ホーム » 投稿 » 日本映画 » 劇場公開作品 » 濱口竜介、エドワード・ヤンを語る。『エドワード・ヤンの恋愛時代』上映後トークイベントレポート【第35回東京国際映画祭】 » Page 2

濱口竜介が語る、エドワード・ヤンの集大成的なテーマとは?

写真映画チャンネル

続けて濱口は、うわべだけのコミュニケーションにうつつを抜かす『恋愛時代』の登場人物たちが後半に見せる“ある変化”に着目する。

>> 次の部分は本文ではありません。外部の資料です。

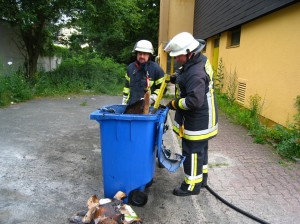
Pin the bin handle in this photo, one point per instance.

エドワードヤンの恋愛時代©Kailidoscope Pictures

「最初は登場人物たちの顔がクリアに見えるのだけど、後半に至るにつれて、闇に浸されるような形で表情が見えなくなっていく。そして、次第に都市の光が届かないような場所でコミュニケーションし始める。その時に描かれるのは、それまでには見られなかった、親密な言葉のやりとりです。画面が闇に覆われ、登場人物たちの顔が見えづらくなっていく過程で、今までとは少し違った声が生まれてくる。そんな印象があります」

エドワードヤンの恋愛時代©Kailidoscope Pictures

濱口は「エドワード・ヤンは一作ごとに自身のスタイルを大胆に更新していく作家である」と語り、次のように言葉を続ける。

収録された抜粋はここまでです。